No Reino Unido, 57% da população acessa a internet; na Alemanha, 39%; na Itália, 33%; e na França, 28%. A penetração das tecnologias digitais na Europa, além de estender os horizontes de mais de 190 milhões de cidadãos, vem contribuindo para a redução de diversos desníveis sociais, em cada país.

Não se trata portanto de exagerada tecnofilia, nem por parte dos americanos nem dos europeus, mas de resultados efetivos na produtividade, renda e cidadania Å esta última fundamental, tendo em vista que as inovações tecnológicas permitem uma maior participação do cidadão nos aspectos sociais, econômicos e políticos de sua comunidade.

No Brasil, o governo FHC – apesar dos incontestáveis avanços sociais que proporcionou – concluiu o mandato com apenas 6% dos municípios dispondo de infra-estrutura local para a internet, refletindo uma política neoliberal que foi nefasta para o desenvolvimento e a penetração de novas tecnologias no país. Do total da população brasileira, não mais do que 11% possui um computador, sendo que cerca de 14 milhões de brasileiros se conectam à internet, o que representa apenas 8% da população. Dessa pequena parcela, 16% pertencem à classe C e somente 4% à classe D.

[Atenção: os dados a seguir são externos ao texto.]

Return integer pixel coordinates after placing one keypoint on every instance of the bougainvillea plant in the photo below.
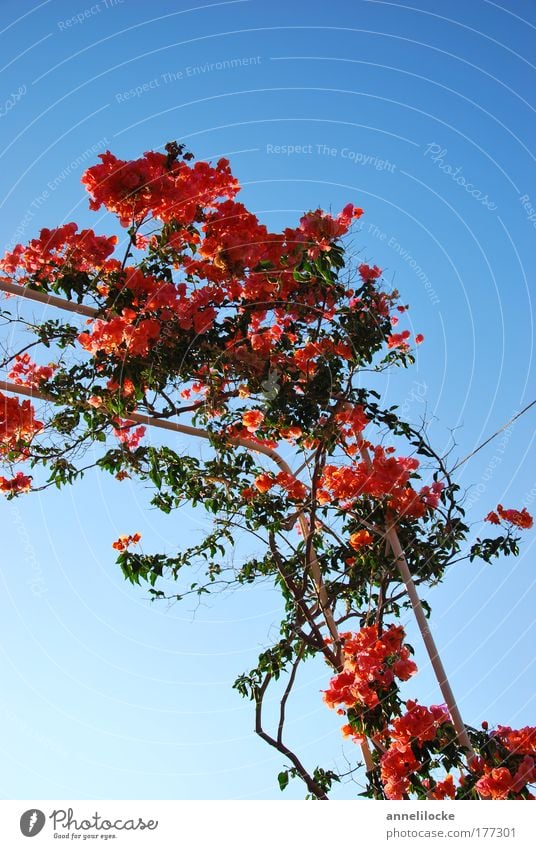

Além disso, atualmente cerca de 90% dos internautas brasileiros acessam a rede através de conexão discada, ou seja, por meio de linha telefônica convencional. O usuário se conecta ao seu provedor de acesso e paga à operadora de telefonia de acordo com o tempo de conexão, da mesma forma que uma ligação local, caso o provedor esteja na mesma cidade, ou ligação interurbana, caso o provedor esteja em outra cidade.

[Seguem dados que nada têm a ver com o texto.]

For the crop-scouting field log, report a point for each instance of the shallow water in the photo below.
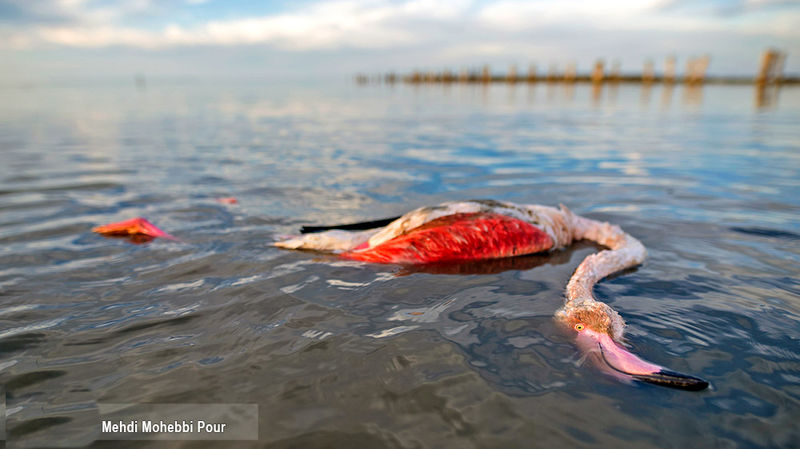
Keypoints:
(342, 354)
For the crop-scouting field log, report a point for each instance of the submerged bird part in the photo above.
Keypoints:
(135, 227)
(476, 230)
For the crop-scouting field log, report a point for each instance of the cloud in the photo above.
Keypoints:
(330, 25)
(350, 35)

Como apenas 6% dos municípios possuem provedor local, atingindo por volta de 56% dos usuários que utilizam conexão por linha discada, o custo telefônico estimado para um usuário que utiliza a internet durante 30h/mês é de R$ 50,00. Entretanto, como 94% do total dos municípios não possui provedor local, fazendo com que cerca de 44% dos usuários que utilizam a conexão discada façam interurbano para se conectar à internet, os usuários da grande maioria dos municípios pagam ainda mais, dependendo da tarifa cobrada no DDD. Nessa situação, o custo aproximado é de R$ 150,00 para as mesmas horas mensais de acesso.

Tais dados são perversos, pois é como se uma significativa parcela da população fosse obrigada a dirigir com o freio-de-mão puxado, tendo em vista que o amplo acesso às tecnologias digitais é, hoje, condição fundamental para o desenvolvimento dos cidadãos, pela decorrente criação de novas oportunidades de trabalho e renda, bem como pela capacitação técnica e intelectual que essas tecnologias proporcionam.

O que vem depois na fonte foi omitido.